La legge 162 del novembre 2021, detta anche legge sulla parità salariale, prevede una serie di meccanismi di premio per gli imprenditori virtuosi ma anche obblighi per le imprese per la certificazione della parità al proprio interno.

La legge intanto amplia il campo di azione stabilendo che oltre ai lavoratori assunti possono essere oggetto di discriminazione anche i candidati in fase di selezione del personale e le modalità di organizzazione del lavoro, come per esempio la definizione degli orari, ma anche le modifiche apportate alle condizioni di lavoro.

La legge ha inoltre allargato l’obbligo di presentare un rapporto sulla situazione del personale maschile e femminile, che ora deve essere presentato dalle imprese con più di 50 dipendenti, e non più di 100 come in precedenza, con cadenza biennale.
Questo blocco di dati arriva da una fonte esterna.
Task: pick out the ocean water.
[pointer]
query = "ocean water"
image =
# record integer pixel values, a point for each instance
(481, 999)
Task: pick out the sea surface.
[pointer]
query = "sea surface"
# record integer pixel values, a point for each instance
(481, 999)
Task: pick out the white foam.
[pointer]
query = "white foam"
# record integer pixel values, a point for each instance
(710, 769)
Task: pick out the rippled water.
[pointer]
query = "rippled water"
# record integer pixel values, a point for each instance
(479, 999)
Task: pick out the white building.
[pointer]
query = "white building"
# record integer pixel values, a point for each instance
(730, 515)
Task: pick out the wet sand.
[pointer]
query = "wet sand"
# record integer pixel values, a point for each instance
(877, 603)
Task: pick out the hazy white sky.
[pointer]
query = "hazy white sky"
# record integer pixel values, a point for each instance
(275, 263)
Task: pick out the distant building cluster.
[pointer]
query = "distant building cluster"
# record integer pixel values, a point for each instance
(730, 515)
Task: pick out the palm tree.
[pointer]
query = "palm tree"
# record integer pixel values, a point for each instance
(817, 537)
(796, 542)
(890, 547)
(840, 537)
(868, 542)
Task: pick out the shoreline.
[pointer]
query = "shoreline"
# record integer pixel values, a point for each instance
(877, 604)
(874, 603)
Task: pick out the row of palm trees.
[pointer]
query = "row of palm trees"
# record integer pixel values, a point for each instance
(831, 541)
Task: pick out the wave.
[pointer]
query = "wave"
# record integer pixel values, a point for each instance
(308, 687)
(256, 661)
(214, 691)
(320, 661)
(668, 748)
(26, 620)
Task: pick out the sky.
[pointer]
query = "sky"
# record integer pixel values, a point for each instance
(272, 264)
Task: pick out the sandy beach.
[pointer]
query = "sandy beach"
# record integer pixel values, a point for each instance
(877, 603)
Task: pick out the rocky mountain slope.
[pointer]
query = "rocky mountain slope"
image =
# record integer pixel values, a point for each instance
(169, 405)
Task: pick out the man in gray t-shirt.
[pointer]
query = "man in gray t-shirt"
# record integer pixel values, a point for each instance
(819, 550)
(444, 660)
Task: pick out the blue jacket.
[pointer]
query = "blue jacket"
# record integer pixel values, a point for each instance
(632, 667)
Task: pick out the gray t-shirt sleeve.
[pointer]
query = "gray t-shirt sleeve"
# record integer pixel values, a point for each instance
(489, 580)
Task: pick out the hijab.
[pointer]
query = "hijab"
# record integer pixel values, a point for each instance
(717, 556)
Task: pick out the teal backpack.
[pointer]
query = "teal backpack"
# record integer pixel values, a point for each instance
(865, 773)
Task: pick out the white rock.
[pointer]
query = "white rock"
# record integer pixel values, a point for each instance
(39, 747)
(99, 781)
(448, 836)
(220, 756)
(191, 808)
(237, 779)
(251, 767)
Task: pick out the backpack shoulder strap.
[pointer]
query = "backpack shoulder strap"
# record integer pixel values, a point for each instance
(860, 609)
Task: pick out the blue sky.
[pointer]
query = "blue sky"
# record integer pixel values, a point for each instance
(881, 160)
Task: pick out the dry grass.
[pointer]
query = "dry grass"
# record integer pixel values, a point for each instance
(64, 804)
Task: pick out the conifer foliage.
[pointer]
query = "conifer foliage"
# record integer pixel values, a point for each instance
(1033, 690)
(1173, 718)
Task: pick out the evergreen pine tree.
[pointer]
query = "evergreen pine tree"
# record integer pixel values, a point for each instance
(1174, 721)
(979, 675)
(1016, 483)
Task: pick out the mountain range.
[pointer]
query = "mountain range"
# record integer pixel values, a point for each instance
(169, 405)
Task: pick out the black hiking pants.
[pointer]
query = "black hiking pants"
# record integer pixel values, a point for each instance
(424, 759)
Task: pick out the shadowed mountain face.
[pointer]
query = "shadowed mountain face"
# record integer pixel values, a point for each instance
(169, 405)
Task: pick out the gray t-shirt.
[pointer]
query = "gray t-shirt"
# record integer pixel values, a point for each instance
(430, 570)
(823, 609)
La legge introduce anche il cosiddetto “bollino rosa”, che certifica le azioni messe in campo dai datori di lavoro per ridurre il divario di genere per parità salariale, possibilità di crescita all’interno dell’azienda e tutela della maternità.


Le imprese che ottengono il “bollino rosa” ottengono alcuni vantaggi:


  • l’esonero dal versamento di una parte dei contributi previdenziali a carico del datore di lavoro;
  • un punteggio premio per le aziende che richiedono l’accesso ad aiuti di Stato;
  • un punteggio premio per le imprese che partecipano a bandi di gara pubblici.


La Direttiva europea approvata a maggio 2023, che ora dovrà essere recepita dagli Stati, prevede invece oltre a un
obbligo di trasparenza per le retribuzioni applicate dalle aziende, anche l’obbligo di intervento se il divario retributivo supera il 5%. La direttiva impone poi il rispetto della parità all’interno delle gare pubbliche e prevede obblighi sia per il datore di lavoro privato che per i datori di lavoro del settore pubblico.